Двигаясь по дороге к родным местам, табун прямо на глазах таял. Немало конских трупов было похоронено в белом буране. Упорно пробиваясь к дому, Алтыбай каждый день садился на свежего коня из наиболее сильных и ехал впереди всего косяка, следом за ним вели свои табуны и другие пастухи, так же часто меняя головных коней. Так как пробивать путь сквозь снежную целину было очень тяжело, группу коней, шедших впереди, также постоянно меняли.

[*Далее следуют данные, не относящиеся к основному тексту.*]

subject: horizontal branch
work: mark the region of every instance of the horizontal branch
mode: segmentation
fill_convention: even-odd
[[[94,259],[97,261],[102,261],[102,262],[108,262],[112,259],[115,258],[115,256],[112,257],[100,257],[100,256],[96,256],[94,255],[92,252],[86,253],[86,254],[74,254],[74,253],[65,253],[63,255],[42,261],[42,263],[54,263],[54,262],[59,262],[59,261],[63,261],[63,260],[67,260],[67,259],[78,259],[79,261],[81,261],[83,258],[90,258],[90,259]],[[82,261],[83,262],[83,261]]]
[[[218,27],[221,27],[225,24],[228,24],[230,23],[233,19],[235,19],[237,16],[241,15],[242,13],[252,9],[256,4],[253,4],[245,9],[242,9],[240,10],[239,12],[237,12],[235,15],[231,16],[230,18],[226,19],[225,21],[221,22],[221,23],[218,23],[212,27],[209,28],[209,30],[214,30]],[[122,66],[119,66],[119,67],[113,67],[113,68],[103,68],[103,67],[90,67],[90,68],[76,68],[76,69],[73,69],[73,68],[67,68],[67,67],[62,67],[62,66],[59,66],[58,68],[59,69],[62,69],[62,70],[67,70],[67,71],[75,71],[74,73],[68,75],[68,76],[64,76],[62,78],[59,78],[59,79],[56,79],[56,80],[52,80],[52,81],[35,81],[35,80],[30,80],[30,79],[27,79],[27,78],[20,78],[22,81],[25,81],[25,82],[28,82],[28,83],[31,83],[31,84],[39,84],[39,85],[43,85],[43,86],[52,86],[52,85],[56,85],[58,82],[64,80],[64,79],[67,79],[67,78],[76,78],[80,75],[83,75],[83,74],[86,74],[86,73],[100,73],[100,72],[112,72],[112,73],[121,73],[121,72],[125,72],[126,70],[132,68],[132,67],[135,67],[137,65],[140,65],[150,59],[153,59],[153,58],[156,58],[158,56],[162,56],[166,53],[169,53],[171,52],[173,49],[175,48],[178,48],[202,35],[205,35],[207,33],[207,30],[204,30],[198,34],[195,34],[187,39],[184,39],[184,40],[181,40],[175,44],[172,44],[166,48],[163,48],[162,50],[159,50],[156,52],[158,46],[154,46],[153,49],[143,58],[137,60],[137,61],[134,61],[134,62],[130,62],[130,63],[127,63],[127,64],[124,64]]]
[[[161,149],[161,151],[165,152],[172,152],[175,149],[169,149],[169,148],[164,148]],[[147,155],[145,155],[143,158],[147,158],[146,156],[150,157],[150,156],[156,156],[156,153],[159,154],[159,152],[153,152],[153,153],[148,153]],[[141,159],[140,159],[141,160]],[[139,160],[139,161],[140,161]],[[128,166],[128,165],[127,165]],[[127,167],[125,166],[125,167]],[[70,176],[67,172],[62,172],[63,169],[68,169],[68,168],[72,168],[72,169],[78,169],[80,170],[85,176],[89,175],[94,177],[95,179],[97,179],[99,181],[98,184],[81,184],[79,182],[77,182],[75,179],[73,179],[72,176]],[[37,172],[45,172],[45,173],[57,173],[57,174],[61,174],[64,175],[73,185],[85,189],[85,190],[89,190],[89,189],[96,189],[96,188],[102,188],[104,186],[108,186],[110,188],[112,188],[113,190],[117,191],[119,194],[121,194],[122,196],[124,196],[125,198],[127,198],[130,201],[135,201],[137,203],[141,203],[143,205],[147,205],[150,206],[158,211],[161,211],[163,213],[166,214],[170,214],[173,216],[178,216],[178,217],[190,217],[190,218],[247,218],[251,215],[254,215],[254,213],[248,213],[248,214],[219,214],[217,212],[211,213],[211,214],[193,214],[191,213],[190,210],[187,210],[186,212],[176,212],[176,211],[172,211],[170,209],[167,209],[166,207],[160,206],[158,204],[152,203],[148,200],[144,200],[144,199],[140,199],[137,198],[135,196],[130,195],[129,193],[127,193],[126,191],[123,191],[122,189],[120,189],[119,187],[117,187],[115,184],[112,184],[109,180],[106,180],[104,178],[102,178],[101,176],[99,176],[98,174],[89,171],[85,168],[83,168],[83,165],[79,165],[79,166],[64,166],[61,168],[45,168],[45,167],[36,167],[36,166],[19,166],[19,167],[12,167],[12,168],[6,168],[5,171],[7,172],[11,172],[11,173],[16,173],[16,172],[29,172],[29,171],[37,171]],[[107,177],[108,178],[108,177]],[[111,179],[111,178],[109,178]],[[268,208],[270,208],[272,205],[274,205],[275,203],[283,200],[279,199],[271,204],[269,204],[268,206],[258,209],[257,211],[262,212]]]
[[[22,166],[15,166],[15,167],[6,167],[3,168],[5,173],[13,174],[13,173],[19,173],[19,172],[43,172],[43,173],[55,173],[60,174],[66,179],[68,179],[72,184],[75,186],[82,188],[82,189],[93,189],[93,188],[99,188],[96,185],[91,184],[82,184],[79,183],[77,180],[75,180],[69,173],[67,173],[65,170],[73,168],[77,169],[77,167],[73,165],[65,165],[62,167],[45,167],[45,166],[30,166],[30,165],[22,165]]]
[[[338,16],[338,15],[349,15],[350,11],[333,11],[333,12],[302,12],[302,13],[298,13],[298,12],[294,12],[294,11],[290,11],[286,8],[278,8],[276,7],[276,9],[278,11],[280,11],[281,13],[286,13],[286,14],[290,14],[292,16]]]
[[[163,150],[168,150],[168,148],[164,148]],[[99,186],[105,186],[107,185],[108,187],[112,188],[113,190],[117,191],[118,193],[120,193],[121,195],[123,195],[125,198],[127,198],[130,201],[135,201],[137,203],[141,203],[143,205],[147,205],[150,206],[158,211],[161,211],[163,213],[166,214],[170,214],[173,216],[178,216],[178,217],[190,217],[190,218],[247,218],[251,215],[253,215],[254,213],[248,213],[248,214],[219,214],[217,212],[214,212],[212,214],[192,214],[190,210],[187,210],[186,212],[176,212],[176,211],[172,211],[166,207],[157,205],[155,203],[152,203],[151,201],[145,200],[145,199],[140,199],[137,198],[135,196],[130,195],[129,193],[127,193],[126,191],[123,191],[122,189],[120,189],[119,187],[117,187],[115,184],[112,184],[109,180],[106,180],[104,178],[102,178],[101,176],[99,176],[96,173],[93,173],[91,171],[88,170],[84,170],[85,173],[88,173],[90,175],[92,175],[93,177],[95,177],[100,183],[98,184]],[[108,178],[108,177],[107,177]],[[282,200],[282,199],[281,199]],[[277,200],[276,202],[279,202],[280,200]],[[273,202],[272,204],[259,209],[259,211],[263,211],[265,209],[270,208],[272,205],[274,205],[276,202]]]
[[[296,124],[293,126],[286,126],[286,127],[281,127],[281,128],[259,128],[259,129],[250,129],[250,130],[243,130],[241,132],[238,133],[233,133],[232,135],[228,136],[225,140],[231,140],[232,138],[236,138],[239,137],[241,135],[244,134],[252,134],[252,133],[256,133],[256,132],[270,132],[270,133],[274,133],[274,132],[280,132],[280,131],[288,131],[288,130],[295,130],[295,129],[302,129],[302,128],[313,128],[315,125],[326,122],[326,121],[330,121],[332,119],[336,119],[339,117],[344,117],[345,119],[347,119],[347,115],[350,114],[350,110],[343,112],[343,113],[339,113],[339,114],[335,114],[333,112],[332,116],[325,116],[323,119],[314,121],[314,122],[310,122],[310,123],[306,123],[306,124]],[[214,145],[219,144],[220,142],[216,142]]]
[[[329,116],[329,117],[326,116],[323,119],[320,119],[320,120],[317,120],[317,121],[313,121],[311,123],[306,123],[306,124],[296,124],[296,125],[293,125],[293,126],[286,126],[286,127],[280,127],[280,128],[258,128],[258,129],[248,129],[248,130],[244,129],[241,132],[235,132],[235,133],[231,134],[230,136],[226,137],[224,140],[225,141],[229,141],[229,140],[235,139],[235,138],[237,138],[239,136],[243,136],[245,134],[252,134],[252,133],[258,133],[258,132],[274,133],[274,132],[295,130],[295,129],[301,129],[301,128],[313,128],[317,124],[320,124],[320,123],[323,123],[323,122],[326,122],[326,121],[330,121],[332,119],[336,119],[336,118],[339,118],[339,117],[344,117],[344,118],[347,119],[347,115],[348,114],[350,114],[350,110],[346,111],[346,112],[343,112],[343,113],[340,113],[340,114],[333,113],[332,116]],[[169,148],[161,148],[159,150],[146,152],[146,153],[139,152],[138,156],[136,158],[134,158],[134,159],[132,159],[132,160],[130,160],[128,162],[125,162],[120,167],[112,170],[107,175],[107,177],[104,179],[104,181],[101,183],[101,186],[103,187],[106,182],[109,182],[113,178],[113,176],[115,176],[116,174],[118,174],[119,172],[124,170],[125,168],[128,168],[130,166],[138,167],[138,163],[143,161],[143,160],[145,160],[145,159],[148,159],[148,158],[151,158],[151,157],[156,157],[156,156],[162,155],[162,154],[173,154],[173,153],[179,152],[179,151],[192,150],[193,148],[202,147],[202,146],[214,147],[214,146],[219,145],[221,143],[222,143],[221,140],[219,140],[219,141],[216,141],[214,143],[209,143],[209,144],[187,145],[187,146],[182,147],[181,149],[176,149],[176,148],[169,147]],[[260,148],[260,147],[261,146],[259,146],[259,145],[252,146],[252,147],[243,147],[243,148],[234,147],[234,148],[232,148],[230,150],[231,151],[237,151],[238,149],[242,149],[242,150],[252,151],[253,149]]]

Однако, несмотря на все заботы табунщиков, лошади продолжали падать. Всюду была гололедица, наступившая сразу после осенних ливней, когда преждевременный мороз внезапно сковал землю. Целыми днями, разгребая глубокий снег на жестоком морозе, выбиваясь из сил, лошади наталкивались на лед, и только на лед. Двухдневный путь верхового косяк Алтыбая прошел за месяц. Теперь табуны приближались к аулу Абая у подножья Арал-Тобе. Уже добрались до земель, называемых Жымба и Итжон, где хотя и лежали глубокие снега, но зато и росли кустарники таволги и попадались заросли чия. На Нижней Жымба табунщики установили свои потрепанные кибитки, и Алтыбай разрешил молодым пастухам отдохнуть. Уже незадолго до вечера они слезли с коней, и он им сказал: «До сумерек погрейтесь и поспите» — а сам, как человек бывалый, выехал один караулить табуны. Удаляясь от места стоянки, табуны в поисках пищи потянулись на запад. Измученный целодневной ездой по глубокому снегу, перемерзший, Алтыбай дремал верхом на сером жеребце, волоча по земле курук и уронив на грудь отяжелевшую голову в черном малахае. Он то на минуту пробуждался, то опять, впадал в дремоту. Проголодавшемуся, ослабевшему Алтыбаю снились бесконечные путанные сны, прерывавшиеся, когда он просыпался, и продолжавшиеся, когда он снова засыпал. Вот его добрая жена Инкар, исхудалая, к рваной одежде, — он не видался с ней целую зиму. Она жалеет его: «Устал, наверное, перемерз! Ляг отдохни. Я тебе постель приготовила, усни!» Ничего на свете ему сейчас не нужно, только бы выспаться хоть немножко, — и Инкар, милая, понимает, заботится о нем!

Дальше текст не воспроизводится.